Adding more authentication factors is an instinctive response, but traditional MFA (push, SMS, TOTP) is easily bypassed by AiTM proxies. The solution must be architectural.

Phishing-resistant MFA

FIDO2 and passkeys are designed to resist AiTM attacks. The cryptographic binding between the credential and the relying party domain prevents tokens obtained via proxy from being replayed against the legitimate service.

Deploying FIDO2 for privileged accounts—administrators, finance, and sensitive system access—is the most impactful security upgrade an organization can implement in 2026.

Continuous Access Evaluation (CAE) and short-lived tokens

Token lifetime is critical. In default Microsoft environments, refresh tokens can last 90 days. CAE allows applications to receive real-time signals from the identity provider to revoke tokens immediately if a user is disabled, a password is changed, or a session is revoked.

Organizations should minimize the window for stolen credentials; one hour is a recommended starting point for access tokens.

Identity Behavioral Analytics

While traditional controls evaluate the authentication event, behavioral analytics monitor the session. This includes detecting “impossible travel” (e.g., logins from London and Eastern Europe within minutes), residential IPs that deviate from enterprise ranges, and unusual access times or devices.

This is where Scattered Spider’s residential proxy attacks become detectable, as analytics can identify inconsistencies that proxies cannot fully mask.

Token Protection in Entra ID

Microsoft Entra ID Conditional Access offers token protection policies that bind tokens to specific devices and sessions. Enforcing device-based token binding makes stolen tokens significantly less useful, as they cannot be replayed from an unauthorized machine.

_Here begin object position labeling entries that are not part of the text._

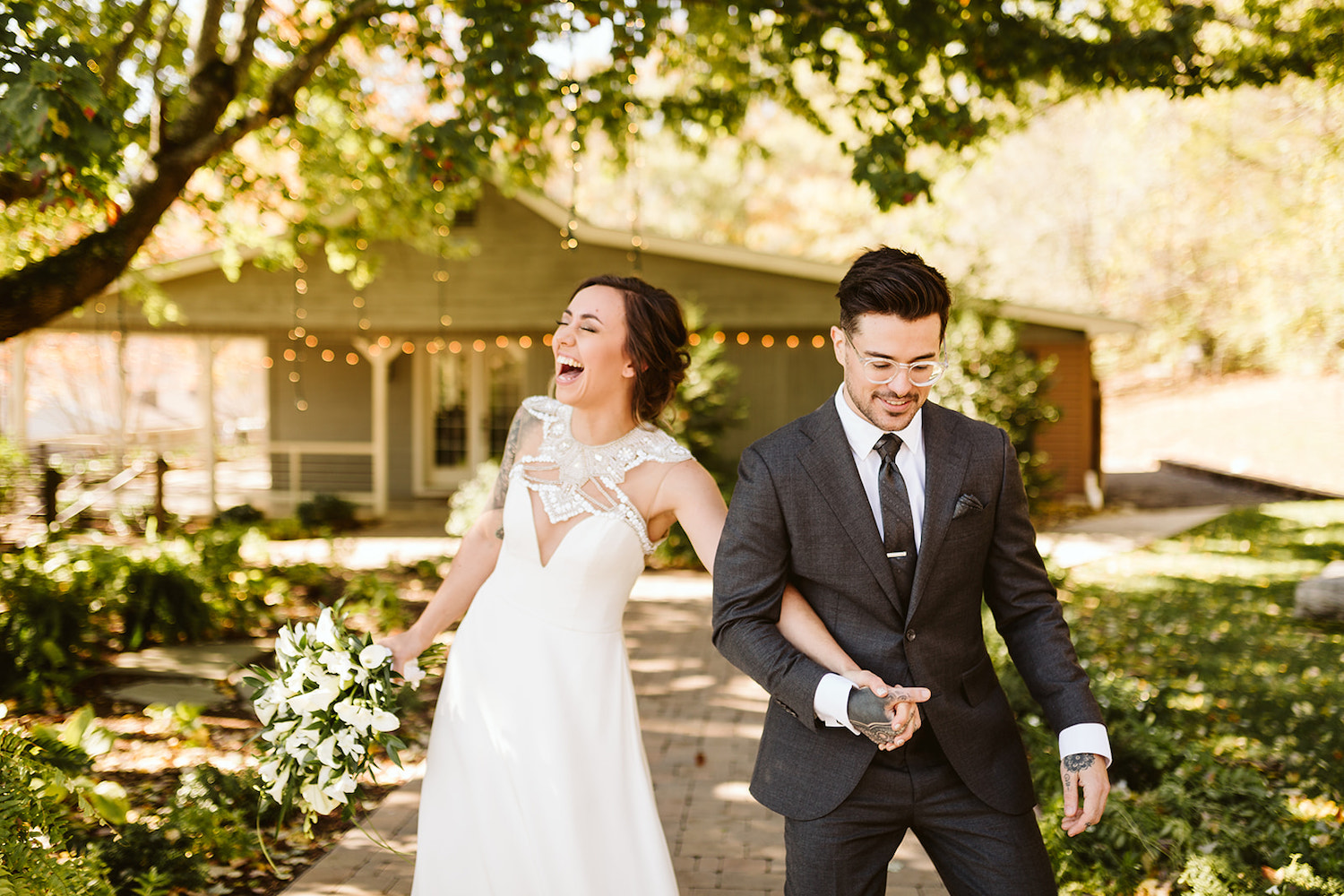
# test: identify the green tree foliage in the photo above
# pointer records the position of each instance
(359, 117)
(992, 379)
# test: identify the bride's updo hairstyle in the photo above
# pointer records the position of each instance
(655, 341)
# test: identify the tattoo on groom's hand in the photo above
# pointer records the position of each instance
(873, 715)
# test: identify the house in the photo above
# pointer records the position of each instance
(397, 392)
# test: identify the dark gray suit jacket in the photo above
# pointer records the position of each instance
(800, 514)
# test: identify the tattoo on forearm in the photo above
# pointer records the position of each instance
(1077, 762)
(515, 435)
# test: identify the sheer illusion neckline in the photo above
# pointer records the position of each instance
(573, 478)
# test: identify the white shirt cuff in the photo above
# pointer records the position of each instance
(831, 702)
(1088, 737)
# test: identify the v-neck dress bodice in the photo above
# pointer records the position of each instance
(537, 780)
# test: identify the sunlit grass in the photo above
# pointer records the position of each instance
(1226, 712)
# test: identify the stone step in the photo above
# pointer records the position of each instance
(188, 673)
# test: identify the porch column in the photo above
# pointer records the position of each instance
(379, 359)
(206, 394)
(16, 414)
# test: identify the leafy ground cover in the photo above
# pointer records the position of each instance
(1225, 712)
(104, 797)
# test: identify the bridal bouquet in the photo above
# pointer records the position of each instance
(325, 707)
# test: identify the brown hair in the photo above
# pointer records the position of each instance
(655, 340)
(892, 281)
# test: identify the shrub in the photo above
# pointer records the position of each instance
(160, 600)
(242, 514)
(47, 632)
(43, 794)
(327, 513)
(1222, 708)
(13, 471)
(994, 381)
(470, 498)
(373, 595)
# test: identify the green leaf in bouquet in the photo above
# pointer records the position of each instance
(394, 745)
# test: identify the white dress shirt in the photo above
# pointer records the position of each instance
(831, 702)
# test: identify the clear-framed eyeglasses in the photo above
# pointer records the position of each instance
(879, 371)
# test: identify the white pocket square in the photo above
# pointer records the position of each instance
(967, 504)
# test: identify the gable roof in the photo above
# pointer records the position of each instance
(731, 257)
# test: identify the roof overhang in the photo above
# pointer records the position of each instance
(668, 247)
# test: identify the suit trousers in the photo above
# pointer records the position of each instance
(978, 850)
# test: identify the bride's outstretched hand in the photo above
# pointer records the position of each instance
(886, 715)
(403, 646)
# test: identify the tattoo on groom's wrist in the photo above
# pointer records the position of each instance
(1080, 761)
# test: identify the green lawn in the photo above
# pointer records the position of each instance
(1225, 712)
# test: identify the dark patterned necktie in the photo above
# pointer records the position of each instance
(898, 527)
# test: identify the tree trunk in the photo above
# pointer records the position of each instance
(39, 293)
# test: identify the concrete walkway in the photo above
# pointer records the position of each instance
(702, 723)
(702, 718)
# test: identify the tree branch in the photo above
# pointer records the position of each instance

OAuth Application Auditing

Many organizations lack visibility into the third-party applications accessing their Microsoft 365 or Google Workspace tenants. Often, these apps were authorized years ago by users who have since left. Regular audits to remove unused integrations and enforce minimum viable permissions are essential to closing this overlooked attack surface.

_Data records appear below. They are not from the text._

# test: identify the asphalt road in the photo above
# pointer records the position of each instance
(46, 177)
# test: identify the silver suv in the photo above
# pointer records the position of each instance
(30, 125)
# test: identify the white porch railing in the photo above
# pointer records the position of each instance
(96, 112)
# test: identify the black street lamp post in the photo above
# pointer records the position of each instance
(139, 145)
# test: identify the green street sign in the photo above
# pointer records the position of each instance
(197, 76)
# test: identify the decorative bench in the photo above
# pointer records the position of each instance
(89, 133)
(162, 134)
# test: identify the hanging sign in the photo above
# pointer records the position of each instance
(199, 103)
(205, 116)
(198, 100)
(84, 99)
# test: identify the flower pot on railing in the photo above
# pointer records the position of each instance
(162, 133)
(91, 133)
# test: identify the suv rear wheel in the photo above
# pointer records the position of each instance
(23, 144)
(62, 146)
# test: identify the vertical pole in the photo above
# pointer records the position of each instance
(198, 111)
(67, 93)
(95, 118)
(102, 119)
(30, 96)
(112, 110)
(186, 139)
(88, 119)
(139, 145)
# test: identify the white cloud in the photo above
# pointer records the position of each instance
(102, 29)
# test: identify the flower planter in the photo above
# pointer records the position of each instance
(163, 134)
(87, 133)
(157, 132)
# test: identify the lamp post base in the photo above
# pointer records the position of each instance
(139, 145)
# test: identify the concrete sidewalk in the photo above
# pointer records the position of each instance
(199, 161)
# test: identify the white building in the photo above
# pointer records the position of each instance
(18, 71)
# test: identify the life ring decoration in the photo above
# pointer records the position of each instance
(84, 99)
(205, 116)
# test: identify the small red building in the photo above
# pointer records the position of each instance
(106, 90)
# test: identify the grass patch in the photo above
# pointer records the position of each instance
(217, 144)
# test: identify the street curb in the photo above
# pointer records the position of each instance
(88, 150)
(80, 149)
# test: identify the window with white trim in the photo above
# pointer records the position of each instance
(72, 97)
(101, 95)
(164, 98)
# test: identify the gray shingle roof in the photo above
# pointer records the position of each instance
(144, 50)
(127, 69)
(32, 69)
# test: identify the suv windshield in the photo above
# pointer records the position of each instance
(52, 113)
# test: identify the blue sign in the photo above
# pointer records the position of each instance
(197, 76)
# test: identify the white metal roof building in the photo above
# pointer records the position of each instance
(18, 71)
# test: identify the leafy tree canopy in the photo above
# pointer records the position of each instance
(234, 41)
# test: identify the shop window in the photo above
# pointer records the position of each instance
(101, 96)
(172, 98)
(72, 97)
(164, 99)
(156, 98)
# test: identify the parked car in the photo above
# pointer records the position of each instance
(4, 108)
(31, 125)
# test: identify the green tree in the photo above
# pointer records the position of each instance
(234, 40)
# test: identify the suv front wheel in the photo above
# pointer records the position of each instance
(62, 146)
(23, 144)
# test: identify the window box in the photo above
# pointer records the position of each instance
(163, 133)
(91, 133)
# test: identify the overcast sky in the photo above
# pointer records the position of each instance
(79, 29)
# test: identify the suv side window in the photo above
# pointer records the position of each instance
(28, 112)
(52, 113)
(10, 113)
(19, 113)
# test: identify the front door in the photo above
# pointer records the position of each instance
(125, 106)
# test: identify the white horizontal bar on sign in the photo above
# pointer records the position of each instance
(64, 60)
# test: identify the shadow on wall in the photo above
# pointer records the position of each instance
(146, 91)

Forensics in a Malware-Free World

This presents a unique challenge for DFIR professionals. Traditional forensics looks for artifacts of malicious code: suspicious processes, anomalous network connections, or unpacked binaries. When valid credentials are used, these artifacts are absent.

The evidence shifts entirely to authentication logs.

Sign-in logs from Azure AD, Google Workspace, and SaaS platforms become the primary evidence. Investigators must seek non-code anomalies: tokens issued from unexpected IPs, new OAuth grants not initiated by the account holder, or sessions from geographic locations that deviate from user patterns.

This is where Identity Threat Detection and Response (ITDR) is critical. ITDR evolves EDR for a world where attackers don’t need to run code, focusing detection on post-authentication anomalies.

Using Microsoft Sentinel or Defender for Identity, KQL hunting queries can detect Scattered Spider patterns: abuse of Conditional Access trusted locations, session tokens persisting after password resets, and MFA approvals immediately following credential reset requests.

Testing the organization’s response through tabletop exercises is an effective way to validate these capabilities. My previous guide on cybersecurity tabletop exercises provides practical steps for designing realistic scenarios.

Identity-based attacks are not fully preventable by technology alone; they exploit the intersection of security controls and human psychology. However, they are detectable through rigorous log monitoring and behavioral analytics.

Shifting from a perimeter-focused security model to an identity-focused one is essential in 2026. In a landscape where an attacker with a stolen password is indistinguishable from a legitimate user, the priority must be detecting the abuse of that identity.

The window between compromise and detection is where attackers operate—moving from initial access to exfiltration and persistence. The most effective tools monitor what happens after a successful login, not just the entry point itself.